In Singapore, when a direct VIP player places $100,000 worth of bets, assuming a house theoretical of 2.75%, 12% tax to the government (5% VIP gaming tax plus 7% Goods and Services Tax) and 1.2% rolling chip commission rebated to the player on his or her 'roll', the casino would be left with $1,220. Singapore also has typically lower dealer overheads than Macau. It's clear, therefore, that the economic benefit to a Singapore-based casino of direct VIP play is considerably greater than either Macaubased junket VIP play or even Macau-based direct play.

That might be why Mr Adelson said during the earnings call that his company was re-examining its strategy of heavily promoting direct play in Macau.

"We are in active discussion right now since we terminated Steve Jacobs about the wisdom of accentuating the effort for direct premium play [in Macau]," said Mr Adelson.

"We are certainly not going to eliminate it. The question is, how aggressive we are going to be to try to get it? We certainly have a lot of it in, I mean all that we have in Singapore is direct premium play."

One good reason for cutting back on direct VIP business in Macau is credit risk. As our story 'Carrots and Sticks' points out elsewhere in this edition, although in theory Macau law allows gambling debts to be pursued in its courts, in reality if the debt belongs to a resident of mainland China the courts there may not be willing to assist in the recovery process.

Mr Adelson has further reasons for falling out of love with direct VIP play in Macau. He said during the conference call that the assumption that direct VIP business could be acquired in Macau at a lower cost than junket-driven VIP business was not always correct in practice. He didn't mention that it was his own company that had set up that expectation in the market in the first place.

"The idea of getting [Macau] junket play with the expectation of lower cost has not been completely met amongst the various strata of direct premium player. Some of them are very high, and we may bifurcate part of the [Macau] direct premium play, keep some and not keep others, because the cost of this is very high. Well, in some cases, it's high. So we are reconsidering as to whether or not it's going to be worth it to keep all strata of direct premium play because I have seen several analyst reports that say, well the scuttlebutt [rumour] is that as sales chases direct premium players, a lot of the players, a lot of the junket reps are bringing their business over to Wynn."

Mr Adelson said he was surprised by the source of some of direct players coming to MBS in Singapore.

"I looked at the top 20 players yesterday and we have countries that I didn't believe we would get them from. We even get customers from Macau.

"We have Hong Kong, China, Indonesia, Vietnam, Taiwan, Korea, of course, Malaysia and Indonesia, and Thailand."

Lion City factor

Rob Goldstein, Executive Vice President of LVS, added during the earnings call that the respect in which Singapore is held regionally and internationally may also be a factor in ensuring (in the first few months of operation at least) no default by VIPs on direct credit.

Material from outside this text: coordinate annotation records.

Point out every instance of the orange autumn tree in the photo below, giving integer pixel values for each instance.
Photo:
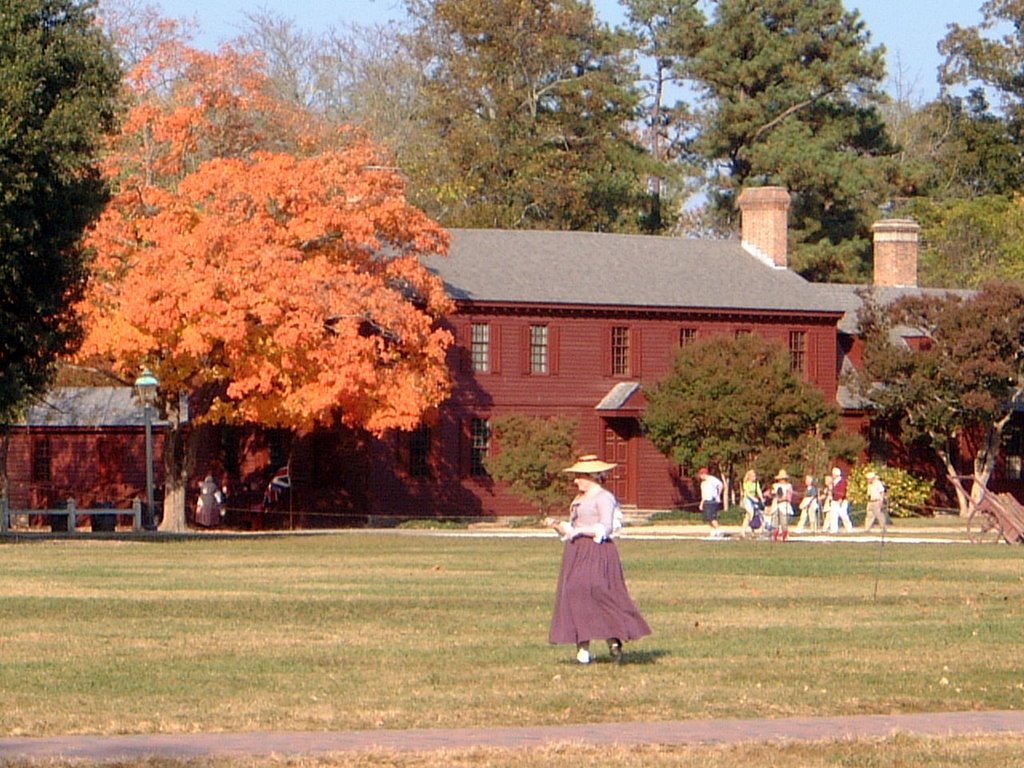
(260, 262)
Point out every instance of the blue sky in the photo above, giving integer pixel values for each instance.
(908, 29)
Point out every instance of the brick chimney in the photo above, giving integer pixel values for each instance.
(896, 252)
(764, 213)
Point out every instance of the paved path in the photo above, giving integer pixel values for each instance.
(675, 732)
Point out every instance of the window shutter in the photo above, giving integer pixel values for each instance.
(606, 350)
(496, 348)
(553, 349)
(465, 448)
(636, 352)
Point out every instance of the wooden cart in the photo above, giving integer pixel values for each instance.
(995, 517)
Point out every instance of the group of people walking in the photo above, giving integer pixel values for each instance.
(592, 601)
(822, 509)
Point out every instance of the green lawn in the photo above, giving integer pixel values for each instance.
(398, 630)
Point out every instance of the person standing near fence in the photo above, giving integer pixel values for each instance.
(210, 506)
(711, 501)
(810, 507)
(839, 506)
(876, 503)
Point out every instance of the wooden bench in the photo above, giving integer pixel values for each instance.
(996, 516)
(72, 513)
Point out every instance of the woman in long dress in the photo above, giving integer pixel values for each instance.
(592, 601)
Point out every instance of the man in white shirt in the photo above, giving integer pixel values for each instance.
(876, 502)
(711, 500)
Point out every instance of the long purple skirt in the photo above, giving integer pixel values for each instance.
(592, 601)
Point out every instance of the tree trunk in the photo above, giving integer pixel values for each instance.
(179, 459)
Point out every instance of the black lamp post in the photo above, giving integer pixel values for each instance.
(146, 385)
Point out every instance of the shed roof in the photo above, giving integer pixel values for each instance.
(86, 407)
(602, 269)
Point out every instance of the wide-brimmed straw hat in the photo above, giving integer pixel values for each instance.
(589, 465)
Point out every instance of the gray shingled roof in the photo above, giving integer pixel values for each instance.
(844, 298)
(592, 268)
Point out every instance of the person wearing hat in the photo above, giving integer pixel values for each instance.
(876, 502)
(711, 500)
(839, 507)
(781, 505)
(592, 600)
(810, 506)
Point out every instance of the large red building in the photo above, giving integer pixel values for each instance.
(578, 324)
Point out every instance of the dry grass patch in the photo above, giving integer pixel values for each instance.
(363, 630)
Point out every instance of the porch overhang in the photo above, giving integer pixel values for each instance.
(624, 399)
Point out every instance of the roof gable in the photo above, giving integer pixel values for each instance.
(601, 269)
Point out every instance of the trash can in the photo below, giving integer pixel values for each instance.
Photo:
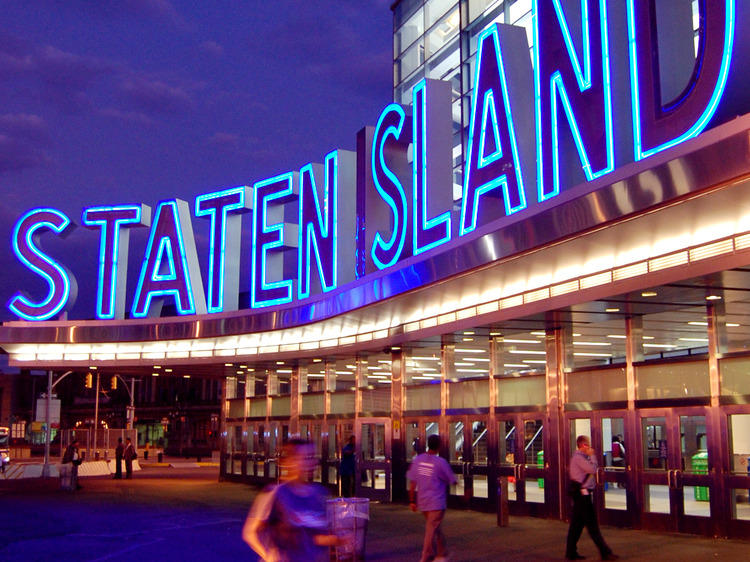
(700, 466)
(502, 501)
(349, 517)
(540, 464)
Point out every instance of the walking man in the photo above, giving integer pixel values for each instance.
(129, 455)
(429, 475)
(119, 452)
(582, 469)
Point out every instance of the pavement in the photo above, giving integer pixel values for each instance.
(186, 514)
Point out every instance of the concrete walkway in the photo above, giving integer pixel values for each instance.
(176, 514)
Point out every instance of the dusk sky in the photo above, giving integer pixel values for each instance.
(134, 101)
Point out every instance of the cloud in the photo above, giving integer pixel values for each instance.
(224, 140)
(212, 48)
(23, 126)
(17, 154)
(155, 97)
(23, 142)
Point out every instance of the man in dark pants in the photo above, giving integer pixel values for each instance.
(429, 476)
(348, 468)
(129, 455)
(119, 452)
(582, 469)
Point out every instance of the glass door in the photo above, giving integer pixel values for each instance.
(521, 460)
(607, 433)
(737, 478)
(676, 470)
(373, 475)
(468, 455)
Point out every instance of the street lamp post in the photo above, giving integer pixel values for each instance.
(50, 386)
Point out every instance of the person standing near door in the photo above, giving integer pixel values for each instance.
(119, 452)
(129, 455)
(581, 489)
(348, 468)
(429, 476)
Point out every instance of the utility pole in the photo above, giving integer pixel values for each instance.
(96, 412)
(50, 386)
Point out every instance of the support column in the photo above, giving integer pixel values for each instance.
(223, 429)
(559, 356)
(718, 453)
(448, 372)
(398, 448)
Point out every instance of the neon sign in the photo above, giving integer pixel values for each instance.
(597, 92)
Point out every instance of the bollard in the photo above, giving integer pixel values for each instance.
(502, 502)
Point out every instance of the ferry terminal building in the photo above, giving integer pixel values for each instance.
(579, 267)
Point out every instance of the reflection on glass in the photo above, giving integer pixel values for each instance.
(696, 501)
(479, 442)
(739, 443)
(656, 498)
(534, 443)
(480, 486)
(654, 443)
(456, 441)
(613, 443)
(693, 444)
(413, 443)
(506, 442)
(535, 490)
(741, 504)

"It [Singapore] is a very important country and city state. And the customers have a lot of respect for it. I have been pleased to find that people pay pretty quickly. We haven't had a credit issue yet," said Mr Goldstein.

Mr Adelson said in some of his closing remarks that industry predictions suggesting junkets may successfully register for licences in Singapore in the second half of the year were unlikely.

"I am still convinced that the Macau style junket reps will not submit to the probity checks and provide the information that the [Singapore] government will need to put them through the investigatory wringer.

And even if they do, and even if there are some Macau style junket reps that will do that, I don't believe its going to be done this year at all," stated Mr Adelson.